040. Адмирал Шишков
В 1766 году отрок поступил в Морской кадетский корпус, где был директором И.Л. Голенищев-Кутузов. Успешно закончив его, молодой офицер получил предложение остаться на преподавательской должности. Шишков предложение принял, но должность преподавателя совмещал с боевой службой. В 1776 году Александр Семенович был назначен на фрегат «Северный орел», который сопровождал в плавании с Балтийского на Чёрное море вокруг Европы три других фрегата, замаскированные под купеческие корабли. В дальнейшем он совершил несколько походов, выполняя секретные дипломатические миссии.
По возвращению на Родину, Александр Семёнович сочетал преподавание с составлением «Треязычного морского словаря на Английском, Французском и Российском языках в трех частях». Этот словарь и предисловие к нему стало первой филологической работой Шишкова.
Боевое крещение моряк-филолог получил в войне со Швецией. Он был участником Гогландского (1788г.) и Эландского (1789г.) сражений. За доблесть, проявленную в последнем, Шишков был произведён в чин капитана 2-го ранга и получил под команду только что сошедший со стапелей 38-пушечный гребной фрегат «Святой Николай». На нем в составе отряда гребных фрегатов он вышел из Кронштадта и присоединился к эскадре вице-адмирала А. И. фон Круза. Позднее Александр Семёнович исполнял должность флаг-офицера командующего флотом адмирала В. Я. Чичагова и в этом качестве участвовал в Ревельском и Выборгском сражениях. Отличившись в последнем из них, Шишков был послан к императрице Екатерине II с донесением о победе. Государыня наградила доброго вестника золотой саблей с надписью «За храбрость» и золотой, осыпанной бриллиантами табакеркой.
При Павле I Шишков состоял генерал-адъютантом — докладчиком по флоту. Вступление на престол Александра I заставило Шишкова отойти от двора и углубиться исключительно в «занятия словесности». Ему претила либеральная фразеология Александра, и он видел в туманных декларациях царя влияние французской революции.
В 1803 году он написал знаменитое «Рассуждение о старом и новом слоге российского языка», которое во многом является актуальным и в настоящее время. Молодое поколение не знало и не желало знать Россию, Шишков видел это и бил во все колокола: «Всяк, кто любит российскую словесность и хотя несколько упражнялся в оной, не будучи заражен неисцелимою и лишающею всякого рассудка страстию к французскому языку, тот, развернув большую часть нынешних наших книг, с сожалением увидит, какой странный и чуждый понятию и слуху нашему слог господствует в оных.
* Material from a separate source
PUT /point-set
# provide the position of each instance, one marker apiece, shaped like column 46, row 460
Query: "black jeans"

Древний славянский язык, отец многих наречий, есть корень и начало российского языка...» Далее Шишков обличал новейших писателей в том, что они забыли исконный русский язык и начали «вновь созидать оный на скудном основании французского языка». Он имел в виду в первую очередь "новатора" русской словесности Н.М.Карамзина. «..Французы учат нас всему: как одеваться, как ходить, как стоять, как петь, как говорить, как кланяться и даже как сморкать и кашлять... Благородные девицы стыдятся спеть русскую песню. Мы кликнули клич, кто из французов, какого бы роду, звания и состояния он ни был, хочет за дорогую плату, сопряжённую с великим уважением и доверенностию, принять на себя попечение о воспитании наших детей. Явились их престрашные толпы; стали нас брить, стричь, чесать. Научили нас удивляться всему тому, что они делают, презирать благочестивые нравы предков наших и насмехаться над всеми мнениями и делами...»
Шишков продолжал обличать: "..Какое знание можем мы иметь в природном языке своём, когда дети знатнейших бояр и дворян наших от самых юных ногтей своих находятся на руках у французов, прилепляются к их нравам, научаются презирать свои обычаи, нечувствительно получают весь образ мыслей их и понятий, говорят языком их свободнее, нежели своим...»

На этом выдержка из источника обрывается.